This must be Eastern Algerian, more understandable for me as a Tunisian. Something important in this sentence is this phrase commonly used:

_La tentation_*ta3 wednou bayna beli machi 9abel*
*
"ta3" wednou *is an expression we often use to say that something is "rubbish" ("from my ear" literally)...or that your NOT fond of it. "Ki wednou" (like his ear) is also often used. 
So in this case it says "the temptation that is none-existent (no temptation at all) "bayna b-illi mosh qaabel" from someone who's not into it/doesnt want to (listen)."

beli we do use it sometimes in Tunisia and it is made up in dialect of "bi" and "illi".

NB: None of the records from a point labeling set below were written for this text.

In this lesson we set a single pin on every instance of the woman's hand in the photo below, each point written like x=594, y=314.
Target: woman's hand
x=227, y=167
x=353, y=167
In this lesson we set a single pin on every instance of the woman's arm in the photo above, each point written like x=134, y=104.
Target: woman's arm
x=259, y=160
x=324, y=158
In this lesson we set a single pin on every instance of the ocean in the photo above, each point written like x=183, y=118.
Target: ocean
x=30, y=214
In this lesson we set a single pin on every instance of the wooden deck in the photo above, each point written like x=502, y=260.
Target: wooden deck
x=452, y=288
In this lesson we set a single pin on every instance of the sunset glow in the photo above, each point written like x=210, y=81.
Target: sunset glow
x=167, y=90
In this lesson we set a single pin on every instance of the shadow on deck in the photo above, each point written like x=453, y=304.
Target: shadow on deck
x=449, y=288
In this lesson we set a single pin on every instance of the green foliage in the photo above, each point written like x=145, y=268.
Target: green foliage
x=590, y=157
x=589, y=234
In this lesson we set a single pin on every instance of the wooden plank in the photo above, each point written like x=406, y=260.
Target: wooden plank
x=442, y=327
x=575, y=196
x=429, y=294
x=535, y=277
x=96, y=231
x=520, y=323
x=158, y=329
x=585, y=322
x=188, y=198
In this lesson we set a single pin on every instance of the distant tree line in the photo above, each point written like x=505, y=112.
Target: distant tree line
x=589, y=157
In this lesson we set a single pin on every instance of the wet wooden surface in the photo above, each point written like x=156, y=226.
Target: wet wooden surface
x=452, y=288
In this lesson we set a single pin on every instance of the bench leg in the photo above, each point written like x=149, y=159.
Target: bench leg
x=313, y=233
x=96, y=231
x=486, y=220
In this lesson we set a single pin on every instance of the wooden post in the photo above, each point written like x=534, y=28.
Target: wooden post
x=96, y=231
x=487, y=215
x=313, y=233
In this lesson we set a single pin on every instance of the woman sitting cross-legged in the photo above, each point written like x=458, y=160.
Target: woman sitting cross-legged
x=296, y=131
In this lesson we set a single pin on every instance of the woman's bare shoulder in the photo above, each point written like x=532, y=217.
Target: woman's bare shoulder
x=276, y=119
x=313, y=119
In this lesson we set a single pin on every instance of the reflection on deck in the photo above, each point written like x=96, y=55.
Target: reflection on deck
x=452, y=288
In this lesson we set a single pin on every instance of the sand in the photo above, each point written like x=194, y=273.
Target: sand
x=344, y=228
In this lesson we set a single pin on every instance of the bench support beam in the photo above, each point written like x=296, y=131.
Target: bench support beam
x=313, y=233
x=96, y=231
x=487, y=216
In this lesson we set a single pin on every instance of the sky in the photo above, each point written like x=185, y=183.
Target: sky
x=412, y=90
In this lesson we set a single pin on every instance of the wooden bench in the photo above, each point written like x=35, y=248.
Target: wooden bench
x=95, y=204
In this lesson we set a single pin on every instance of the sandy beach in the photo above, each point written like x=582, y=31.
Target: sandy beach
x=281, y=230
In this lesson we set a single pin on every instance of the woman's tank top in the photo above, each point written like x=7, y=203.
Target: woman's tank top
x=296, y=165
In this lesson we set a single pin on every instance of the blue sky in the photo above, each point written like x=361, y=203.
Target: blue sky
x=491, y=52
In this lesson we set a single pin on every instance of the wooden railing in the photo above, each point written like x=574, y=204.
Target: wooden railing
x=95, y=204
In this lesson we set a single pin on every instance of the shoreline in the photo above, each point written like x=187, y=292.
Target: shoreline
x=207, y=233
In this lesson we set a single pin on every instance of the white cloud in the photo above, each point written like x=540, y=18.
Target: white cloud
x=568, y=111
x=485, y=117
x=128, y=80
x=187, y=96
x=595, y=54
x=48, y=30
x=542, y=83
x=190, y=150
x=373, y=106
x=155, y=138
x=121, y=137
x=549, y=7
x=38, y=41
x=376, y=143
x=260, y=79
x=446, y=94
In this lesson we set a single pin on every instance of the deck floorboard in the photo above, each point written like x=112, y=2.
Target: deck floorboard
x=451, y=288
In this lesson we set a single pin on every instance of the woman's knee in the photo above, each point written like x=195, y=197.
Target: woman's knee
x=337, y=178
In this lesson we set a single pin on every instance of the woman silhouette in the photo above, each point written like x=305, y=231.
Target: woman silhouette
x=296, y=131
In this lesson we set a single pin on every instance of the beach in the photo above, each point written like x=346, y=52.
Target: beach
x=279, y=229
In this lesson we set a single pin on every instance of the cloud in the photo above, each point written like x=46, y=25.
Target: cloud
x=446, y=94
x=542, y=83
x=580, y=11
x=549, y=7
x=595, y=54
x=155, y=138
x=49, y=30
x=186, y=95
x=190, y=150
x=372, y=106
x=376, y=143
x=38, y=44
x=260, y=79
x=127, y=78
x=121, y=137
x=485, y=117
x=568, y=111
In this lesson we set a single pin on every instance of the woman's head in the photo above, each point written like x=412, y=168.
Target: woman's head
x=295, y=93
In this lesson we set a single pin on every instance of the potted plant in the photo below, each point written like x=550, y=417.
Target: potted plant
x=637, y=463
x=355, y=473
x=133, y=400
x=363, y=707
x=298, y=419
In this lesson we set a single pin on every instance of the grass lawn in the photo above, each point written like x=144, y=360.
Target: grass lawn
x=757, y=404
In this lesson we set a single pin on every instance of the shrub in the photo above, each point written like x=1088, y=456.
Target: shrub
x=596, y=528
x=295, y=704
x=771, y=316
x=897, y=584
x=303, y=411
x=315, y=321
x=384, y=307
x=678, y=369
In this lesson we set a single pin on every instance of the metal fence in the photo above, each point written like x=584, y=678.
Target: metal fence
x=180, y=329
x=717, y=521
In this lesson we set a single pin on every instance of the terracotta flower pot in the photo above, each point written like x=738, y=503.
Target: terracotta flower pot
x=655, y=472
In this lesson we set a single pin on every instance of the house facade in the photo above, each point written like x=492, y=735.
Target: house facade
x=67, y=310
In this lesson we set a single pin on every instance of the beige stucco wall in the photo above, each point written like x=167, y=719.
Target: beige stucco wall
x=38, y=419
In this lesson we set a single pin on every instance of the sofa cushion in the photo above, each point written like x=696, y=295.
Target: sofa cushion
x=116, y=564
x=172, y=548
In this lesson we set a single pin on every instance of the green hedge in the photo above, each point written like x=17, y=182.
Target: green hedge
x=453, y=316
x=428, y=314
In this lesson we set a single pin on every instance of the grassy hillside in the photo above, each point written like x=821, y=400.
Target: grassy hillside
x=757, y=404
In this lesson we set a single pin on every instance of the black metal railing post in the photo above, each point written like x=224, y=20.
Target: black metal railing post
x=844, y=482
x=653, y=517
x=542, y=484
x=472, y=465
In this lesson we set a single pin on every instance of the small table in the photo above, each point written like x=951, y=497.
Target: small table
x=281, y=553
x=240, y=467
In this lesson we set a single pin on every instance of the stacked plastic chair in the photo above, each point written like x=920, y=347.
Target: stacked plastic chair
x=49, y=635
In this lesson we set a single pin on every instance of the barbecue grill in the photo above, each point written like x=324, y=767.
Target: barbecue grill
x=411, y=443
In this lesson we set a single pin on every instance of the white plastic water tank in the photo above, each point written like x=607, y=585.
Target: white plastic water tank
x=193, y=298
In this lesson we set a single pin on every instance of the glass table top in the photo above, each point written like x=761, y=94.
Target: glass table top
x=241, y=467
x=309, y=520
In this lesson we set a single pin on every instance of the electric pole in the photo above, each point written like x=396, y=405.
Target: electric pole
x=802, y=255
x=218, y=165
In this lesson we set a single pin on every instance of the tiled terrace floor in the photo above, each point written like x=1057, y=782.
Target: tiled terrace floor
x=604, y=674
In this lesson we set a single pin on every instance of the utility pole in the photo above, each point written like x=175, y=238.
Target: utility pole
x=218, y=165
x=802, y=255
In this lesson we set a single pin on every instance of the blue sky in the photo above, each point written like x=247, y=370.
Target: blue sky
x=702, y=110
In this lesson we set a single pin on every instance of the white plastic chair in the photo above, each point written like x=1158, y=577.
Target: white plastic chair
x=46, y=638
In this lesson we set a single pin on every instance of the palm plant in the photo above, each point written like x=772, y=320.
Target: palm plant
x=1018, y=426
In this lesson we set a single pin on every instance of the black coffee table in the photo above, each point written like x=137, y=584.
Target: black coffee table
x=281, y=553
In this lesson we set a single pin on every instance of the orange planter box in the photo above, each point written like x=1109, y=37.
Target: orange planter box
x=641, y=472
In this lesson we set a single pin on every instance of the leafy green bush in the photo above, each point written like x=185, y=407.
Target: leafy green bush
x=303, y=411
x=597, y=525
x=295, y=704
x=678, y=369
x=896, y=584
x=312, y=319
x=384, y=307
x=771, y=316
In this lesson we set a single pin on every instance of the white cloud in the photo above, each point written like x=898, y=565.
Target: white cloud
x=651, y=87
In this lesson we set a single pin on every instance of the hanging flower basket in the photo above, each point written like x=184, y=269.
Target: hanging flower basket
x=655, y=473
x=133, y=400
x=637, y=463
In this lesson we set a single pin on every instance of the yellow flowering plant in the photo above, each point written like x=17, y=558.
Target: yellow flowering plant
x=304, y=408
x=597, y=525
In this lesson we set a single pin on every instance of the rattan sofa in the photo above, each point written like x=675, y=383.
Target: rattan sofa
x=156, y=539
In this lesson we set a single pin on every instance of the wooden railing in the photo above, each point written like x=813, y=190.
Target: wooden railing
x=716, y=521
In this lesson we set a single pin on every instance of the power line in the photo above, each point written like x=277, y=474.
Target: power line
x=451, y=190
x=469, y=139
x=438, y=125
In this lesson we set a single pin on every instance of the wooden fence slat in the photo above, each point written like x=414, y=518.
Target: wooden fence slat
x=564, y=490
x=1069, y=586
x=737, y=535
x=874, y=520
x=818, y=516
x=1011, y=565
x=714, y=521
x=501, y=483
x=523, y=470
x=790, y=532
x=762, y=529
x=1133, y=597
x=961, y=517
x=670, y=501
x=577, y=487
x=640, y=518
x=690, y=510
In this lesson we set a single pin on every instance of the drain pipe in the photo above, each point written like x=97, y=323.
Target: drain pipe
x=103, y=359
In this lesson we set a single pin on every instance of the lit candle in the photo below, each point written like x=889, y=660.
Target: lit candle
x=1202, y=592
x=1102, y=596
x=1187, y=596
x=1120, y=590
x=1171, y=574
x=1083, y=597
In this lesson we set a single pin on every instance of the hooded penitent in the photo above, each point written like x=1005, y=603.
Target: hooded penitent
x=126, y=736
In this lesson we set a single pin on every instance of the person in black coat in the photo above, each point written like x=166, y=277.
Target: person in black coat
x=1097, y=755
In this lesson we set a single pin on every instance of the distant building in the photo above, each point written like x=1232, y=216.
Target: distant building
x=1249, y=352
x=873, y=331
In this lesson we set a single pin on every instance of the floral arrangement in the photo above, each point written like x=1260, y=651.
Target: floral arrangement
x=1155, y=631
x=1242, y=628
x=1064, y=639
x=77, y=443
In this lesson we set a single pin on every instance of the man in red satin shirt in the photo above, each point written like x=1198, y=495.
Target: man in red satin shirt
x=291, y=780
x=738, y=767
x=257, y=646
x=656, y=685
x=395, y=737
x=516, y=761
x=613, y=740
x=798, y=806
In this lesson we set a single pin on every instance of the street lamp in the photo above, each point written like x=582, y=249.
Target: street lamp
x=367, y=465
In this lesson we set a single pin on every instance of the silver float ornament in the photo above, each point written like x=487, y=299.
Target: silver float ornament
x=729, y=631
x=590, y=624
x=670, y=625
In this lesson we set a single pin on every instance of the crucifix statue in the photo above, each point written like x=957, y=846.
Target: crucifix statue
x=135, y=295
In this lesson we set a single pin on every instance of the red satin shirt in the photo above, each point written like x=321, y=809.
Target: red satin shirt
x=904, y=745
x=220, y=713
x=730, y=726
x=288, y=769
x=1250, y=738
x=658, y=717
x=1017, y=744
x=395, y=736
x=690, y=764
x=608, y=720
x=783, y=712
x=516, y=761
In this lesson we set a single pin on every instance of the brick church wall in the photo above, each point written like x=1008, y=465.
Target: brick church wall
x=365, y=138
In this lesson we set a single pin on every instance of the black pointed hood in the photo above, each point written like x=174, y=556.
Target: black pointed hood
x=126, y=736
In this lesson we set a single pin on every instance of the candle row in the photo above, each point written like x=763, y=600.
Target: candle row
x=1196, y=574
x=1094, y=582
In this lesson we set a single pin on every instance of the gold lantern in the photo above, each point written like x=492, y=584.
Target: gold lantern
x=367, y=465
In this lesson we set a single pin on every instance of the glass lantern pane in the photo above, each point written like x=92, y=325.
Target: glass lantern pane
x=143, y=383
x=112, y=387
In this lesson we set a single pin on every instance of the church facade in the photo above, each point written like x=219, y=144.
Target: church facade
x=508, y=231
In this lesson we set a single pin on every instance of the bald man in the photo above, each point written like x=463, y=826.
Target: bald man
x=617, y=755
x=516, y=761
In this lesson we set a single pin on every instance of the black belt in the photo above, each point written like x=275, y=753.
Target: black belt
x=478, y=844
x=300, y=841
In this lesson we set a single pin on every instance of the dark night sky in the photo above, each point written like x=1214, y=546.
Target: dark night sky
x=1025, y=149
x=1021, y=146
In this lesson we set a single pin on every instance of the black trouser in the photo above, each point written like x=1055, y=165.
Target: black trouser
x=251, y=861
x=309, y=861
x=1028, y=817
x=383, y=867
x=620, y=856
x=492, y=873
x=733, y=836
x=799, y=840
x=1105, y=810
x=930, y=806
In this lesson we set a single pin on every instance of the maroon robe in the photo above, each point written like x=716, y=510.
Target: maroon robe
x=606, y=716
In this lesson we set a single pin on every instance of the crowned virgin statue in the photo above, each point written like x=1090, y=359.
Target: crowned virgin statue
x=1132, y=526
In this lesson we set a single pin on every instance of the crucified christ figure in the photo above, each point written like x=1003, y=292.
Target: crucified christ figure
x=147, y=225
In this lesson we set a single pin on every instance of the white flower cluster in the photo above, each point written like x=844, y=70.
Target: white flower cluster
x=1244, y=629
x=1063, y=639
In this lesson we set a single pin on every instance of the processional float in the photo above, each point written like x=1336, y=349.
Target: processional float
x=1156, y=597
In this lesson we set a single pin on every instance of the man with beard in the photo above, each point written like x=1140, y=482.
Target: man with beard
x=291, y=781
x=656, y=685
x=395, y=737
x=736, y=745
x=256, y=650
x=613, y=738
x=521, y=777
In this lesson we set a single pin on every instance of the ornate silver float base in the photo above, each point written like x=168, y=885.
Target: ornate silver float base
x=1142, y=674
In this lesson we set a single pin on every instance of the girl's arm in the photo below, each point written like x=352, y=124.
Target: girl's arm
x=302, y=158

For example: "al far9 (farq) billi my7ebech yemchi w billi y7eb houa ano" (the difference between the one who doesnt want to go and the one who does is that..."


----------



## tounsi51

^We are not sure about that and you are only supposing. You may be wrong, I don't think they say machi in Eastern Algeria

*
bayna beli machi 9abel
*
But in Tunisia we would day: dhahar elli ma ye9belch

Beli also comes before a name: bayan belli houwa/Mohamed machi chbeb


----------



## Zoghbi

Hemza said:


> Well, it's a kind of ta marbûTa (and it is pronounced) since it's here to distinguish between masculine possessive and feminine. You would say:
> هذا الكأس *تاع *عمر but هذي العلبة *تاعت *عمر (glass is masculine while box is feminine).
> 
> But in some areas, as Elroy said, it became one word for everything, whatever the gender or the number are. I don't know the situation in the different areas of Algeria though.



Indeed the situation is not uniform in Algeria, everywhere enta3/ta3 have a plurial form : tawe3 تاوع  or tow3 توع depending regions.
The feminine  form (تاعة) on the other hand is definitly a feature of westerns rurals dialects.


----------